Methods for Producing Surface Roughness

• Grinding and Etching: The common methods for creating surface roughness to enhance mechanical bonding include grinding or etching the surface.
  • Grinding: This method produces gross mechanical roughness but leaves a smear layer of hydroxyapatite crystals and denatured collagen approximately 1 to 3 µm thick.
  • Etching: Etching can remove the smear layer and create a more favorable surface for bonding.

Importance of Surface Preparation

• Proper surface preparation is critical for achieving effective mechanical bonding between dental materials, ensuring the longevity and success of restorations.

Beveling in Restorative Dentistry

Beveling: Beveling refers to the process of angling the edges of a cavity preparation to create a smooth transition between the tooth structure and the restorative material. This technique can enhance the aesthetics and retention of certain materials.
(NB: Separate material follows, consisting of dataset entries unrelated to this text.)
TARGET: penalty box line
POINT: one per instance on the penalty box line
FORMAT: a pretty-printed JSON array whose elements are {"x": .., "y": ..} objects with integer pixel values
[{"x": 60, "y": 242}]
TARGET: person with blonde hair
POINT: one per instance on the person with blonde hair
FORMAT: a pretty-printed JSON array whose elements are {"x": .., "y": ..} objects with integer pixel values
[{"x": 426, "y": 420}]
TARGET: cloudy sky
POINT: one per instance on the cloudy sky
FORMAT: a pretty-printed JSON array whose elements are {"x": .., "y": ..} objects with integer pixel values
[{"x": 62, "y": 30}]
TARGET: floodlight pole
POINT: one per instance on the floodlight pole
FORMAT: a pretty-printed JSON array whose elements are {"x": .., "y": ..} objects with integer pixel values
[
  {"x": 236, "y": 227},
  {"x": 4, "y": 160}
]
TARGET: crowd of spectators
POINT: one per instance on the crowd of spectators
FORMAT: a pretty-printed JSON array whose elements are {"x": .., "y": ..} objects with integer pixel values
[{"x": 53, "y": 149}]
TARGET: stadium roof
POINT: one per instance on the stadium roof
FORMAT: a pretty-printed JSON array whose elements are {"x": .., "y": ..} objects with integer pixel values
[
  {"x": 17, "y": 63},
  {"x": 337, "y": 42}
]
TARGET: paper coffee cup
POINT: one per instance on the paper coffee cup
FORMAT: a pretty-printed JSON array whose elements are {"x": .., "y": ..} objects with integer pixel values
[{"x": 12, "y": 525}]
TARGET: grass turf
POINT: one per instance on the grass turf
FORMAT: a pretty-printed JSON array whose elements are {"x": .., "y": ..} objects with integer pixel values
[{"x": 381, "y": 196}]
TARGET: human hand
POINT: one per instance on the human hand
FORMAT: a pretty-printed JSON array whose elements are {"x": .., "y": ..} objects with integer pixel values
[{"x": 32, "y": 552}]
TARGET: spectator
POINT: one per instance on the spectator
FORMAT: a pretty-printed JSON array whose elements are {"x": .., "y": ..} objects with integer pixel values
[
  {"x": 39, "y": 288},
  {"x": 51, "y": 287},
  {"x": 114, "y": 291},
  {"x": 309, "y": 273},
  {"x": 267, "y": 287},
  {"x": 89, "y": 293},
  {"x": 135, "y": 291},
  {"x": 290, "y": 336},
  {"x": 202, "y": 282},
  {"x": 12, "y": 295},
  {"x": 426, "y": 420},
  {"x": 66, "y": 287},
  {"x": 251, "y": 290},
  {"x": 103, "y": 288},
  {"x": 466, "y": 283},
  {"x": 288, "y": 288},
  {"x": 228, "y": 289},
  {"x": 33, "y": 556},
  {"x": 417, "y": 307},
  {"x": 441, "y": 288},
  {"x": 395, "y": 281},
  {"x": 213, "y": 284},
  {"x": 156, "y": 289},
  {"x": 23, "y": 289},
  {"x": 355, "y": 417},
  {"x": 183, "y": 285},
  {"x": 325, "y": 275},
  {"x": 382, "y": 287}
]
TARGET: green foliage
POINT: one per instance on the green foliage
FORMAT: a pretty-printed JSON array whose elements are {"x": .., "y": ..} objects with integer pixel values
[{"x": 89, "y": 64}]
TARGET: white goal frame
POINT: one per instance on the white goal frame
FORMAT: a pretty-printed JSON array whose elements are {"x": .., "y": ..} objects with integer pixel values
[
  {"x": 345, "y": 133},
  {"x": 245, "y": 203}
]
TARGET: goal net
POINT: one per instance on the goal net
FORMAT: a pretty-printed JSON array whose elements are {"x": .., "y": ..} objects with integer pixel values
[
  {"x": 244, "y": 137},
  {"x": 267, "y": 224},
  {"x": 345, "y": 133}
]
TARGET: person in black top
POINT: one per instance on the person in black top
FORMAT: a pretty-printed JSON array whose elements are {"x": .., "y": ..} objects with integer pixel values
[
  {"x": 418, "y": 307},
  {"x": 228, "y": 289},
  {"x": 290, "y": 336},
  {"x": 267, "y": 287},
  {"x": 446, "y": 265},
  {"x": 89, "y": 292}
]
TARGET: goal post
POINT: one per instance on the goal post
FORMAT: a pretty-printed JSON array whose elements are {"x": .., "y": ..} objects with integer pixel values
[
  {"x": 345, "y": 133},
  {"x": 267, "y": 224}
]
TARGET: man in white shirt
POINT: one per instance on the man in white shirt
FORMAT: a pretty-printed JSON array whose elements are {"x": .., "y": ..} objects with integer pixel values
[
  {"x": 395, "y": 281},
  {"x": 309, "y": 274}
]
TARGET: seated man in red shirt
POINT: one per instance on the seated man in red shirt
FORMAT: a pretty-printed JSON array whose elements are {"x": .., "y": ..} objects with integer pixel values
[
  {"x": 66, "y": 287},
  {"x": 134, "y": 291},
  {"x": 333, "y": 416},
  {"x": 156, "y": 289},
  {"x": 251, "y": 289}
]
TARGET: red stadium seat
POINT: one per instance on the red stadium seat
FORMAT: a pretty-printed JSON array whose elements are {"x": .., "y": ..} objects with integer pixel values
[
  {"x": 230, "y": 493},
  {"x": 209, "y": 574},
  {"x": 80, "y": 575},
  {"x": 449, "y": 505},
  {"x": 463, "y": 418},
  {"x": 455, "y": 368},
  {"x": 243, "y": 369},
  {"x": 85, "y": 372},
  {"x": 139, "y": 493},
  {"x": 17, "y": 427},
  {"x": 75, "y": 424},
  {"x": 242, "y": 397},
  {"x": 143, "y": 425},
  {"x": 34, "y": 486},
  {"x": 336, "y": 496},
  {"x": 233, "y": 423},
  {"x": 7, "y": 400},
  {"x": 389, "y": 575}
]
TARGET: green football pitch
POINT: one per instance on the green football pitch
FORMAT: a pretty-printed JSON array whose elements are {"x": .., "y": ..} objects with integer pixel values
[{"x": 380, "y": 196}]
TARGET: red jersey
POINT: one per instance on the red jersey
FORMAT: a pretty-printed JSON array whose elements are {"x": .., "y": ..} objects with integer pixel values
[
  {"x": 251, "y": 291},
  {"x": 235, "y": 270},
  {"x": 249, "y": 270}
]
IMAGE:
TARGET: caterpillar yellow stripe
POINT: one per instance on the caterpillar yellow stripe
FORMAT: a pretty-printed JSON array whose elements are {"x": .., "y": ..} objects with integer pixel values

Characteristics of Ceramic Materials

• Brittleness: Ceramic materials, such as porcelain, are inherently brittle and can be prone to fracture under stress.
• Bonding Mechanism: Ceramics rely on adhesive bonding to tooth structure, which can be compromised by beveling.

Contraindications

• Cavosurface Margins: Beveling the cavosurface margins of ceramic restorations is contraindicated because:
  • It can weaken the bond between the ceramic and the tooth structure.
  • It may create unsupported enamel, increasing the risk of chipping or fracture of the ceramic material.
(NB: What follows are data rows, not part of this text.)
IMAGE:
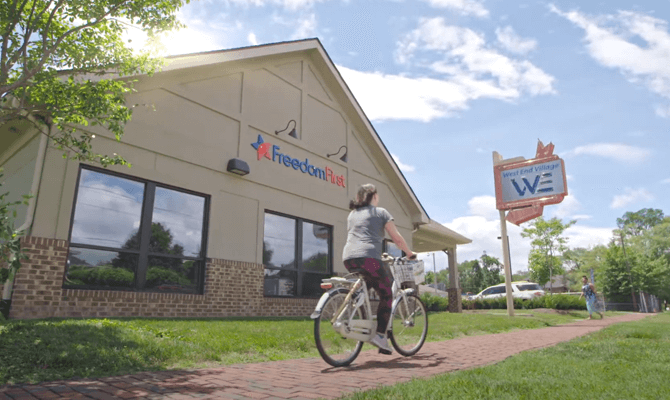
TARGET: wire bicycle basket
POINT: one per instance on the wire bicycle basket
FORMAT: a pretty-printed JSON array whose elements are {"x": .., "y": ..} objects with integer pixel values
[{"x": 408, "y": 272}]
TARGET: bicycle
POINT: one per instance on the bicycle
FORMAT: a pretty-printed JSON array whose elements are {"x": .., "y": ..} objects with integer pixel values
[{"x": 343, "y": 318}]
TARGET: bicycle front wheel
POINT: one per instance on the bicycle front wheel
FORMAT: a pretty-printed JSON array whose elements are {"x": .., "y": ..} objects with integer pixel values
[
  {"x": 334, "y": 348},
  {"x": 409, "y": 325}
]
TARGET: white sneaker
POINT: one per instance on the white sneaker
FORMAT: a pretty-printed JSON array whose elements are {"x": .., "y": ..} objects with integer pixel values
[{"x": 381, "y": 342}]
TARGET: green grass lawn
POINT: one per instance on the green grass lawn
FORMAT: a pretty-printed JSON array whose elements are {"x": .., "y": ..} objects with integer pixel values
[
  {"x": 43, "y": 350},
  {"x": 623, "y": 361}
]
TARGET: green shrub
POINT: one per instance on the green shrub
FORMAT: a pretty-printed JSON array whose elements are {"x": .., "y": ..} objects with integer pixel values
[
  {"x": 435, "y": 303},
  {"x": 557, "y": 301},
  {"x": 157, "y": 276}
]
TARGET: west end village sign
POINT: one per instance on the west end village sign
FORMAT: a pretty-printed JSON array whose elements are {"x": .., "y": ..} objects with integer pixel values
[
  {"x": 526, "y": 186},
  {"x": 271, "y": 152}
]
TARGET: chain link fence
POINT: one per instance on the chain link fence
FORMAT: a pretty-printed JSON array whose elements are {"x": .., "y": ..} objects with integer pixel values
[{"x": 645, "y": 303}]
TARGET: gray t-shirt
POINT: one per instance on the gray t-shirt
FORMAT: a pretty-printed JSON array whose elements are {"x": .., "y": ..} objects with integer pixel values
[{"x": 365, "y": 233}]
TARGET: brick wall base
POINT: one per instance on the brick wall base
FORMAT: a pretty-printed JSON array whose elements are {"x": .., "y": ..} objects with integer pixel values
[{"x": 232, "y": 288}]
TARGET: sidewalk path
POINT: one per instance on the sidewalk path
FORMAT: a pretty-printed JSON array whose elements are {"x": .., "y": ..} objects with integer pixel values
[{"x": 312, "y": 378}]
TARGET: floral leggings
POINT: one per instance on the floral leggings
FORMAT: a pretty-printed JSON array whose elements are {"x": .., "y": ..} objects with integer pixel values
[{"x": 376, "y": 277}]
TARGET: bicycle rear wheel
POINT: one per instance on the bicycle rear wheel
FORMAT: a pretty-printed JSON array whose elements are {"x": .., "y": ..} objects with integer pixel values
[
  {"x": 409, "y": 325},
  {"x": 335, "y": 349}
]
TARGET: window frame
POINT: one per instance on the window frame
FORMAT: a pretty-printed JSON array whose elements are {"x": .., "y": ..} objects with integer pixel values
[
  {"x": 298, "y": 254},
  {"x": 143, "y": 254}
]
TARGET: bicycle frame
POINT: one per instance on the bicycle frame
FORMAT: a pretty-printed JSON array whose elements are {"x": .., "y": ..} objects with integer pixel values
[{"x": 361, "y": 329}]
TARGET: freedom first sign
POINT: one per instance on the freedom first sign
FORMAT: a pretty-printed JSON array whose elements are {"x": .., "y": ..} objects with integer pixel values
[{"x": 536, "y": 182}]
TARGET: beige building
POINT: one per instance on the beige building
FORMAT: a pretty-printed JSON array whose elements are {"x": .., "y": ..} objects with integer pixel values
[{"x": 243, "y": 165}]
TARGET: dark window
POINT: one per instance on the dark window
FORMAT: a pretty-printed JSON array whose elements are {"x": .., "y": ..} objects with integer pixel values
[
  {"x": 296, "y": 254},
  {"x": 129, "y": 234}
]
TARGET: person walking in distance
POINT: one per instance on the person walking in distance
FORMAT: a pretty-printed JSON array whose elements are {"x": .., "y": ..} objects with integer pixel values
[
  {"x": 362, "y": 253},
  {"x": 589, "y": 293}
]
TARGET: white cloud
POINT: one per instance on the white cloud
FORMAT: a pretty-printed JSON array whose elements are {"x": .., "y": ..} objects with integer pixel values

Beveling with Amalgam Restorations

Amalgam Characteristics

• Strength and Durability: Amalgam is a strong and durable material that can withstand significant occlusal forces.
• Retention Mechanism: Amalgam relies on mechanical retention rather than adhesive bonding.

Beveling Guidelines

• General Contraindications: Beveling is generally contraindicated when using amalgam, as it can reduce the mechanical retention of the restoration.
• Exception for Class II Preparations:
  • Gingival Floor Beveling: In Class II preparations where enamel is still present, a slight bevel (approximately 15 to 20 degrees) may be placed on the gingival floor. This is done to:
    • Remove unsupported enamel rods, which can lead to enamel fracture.
    • Enhance the seal between the amalgam and the tooth structure, improving the longevity of the restoration.

Technique for Beveling

• Preparation: When beveling the gingival floor:
  • Use a fine diamond bur or a round bur to create a smooth, angled surface.
  • Ensure that the bevel is limited to the enamel portion of the wall to maintain the integrity of the underlying dentin.

Clinical Implications

A. Material Selection

• Understanding the properties of the restorative material is essential for determining the appropriate preparation technique.
• Clinicians should be aware of the contraindications for beveling based on the material being used to avoid compromising the restoration's success.

B. Restoration Longevity

• Proper preparation techniques, including appropriate beveling when indicated, can significantly impact the longevity and performance of restorations.
• Regular monitoring of restorations is essential to identify any signs of failure or degradation, particularly in areas where beveling has been performed.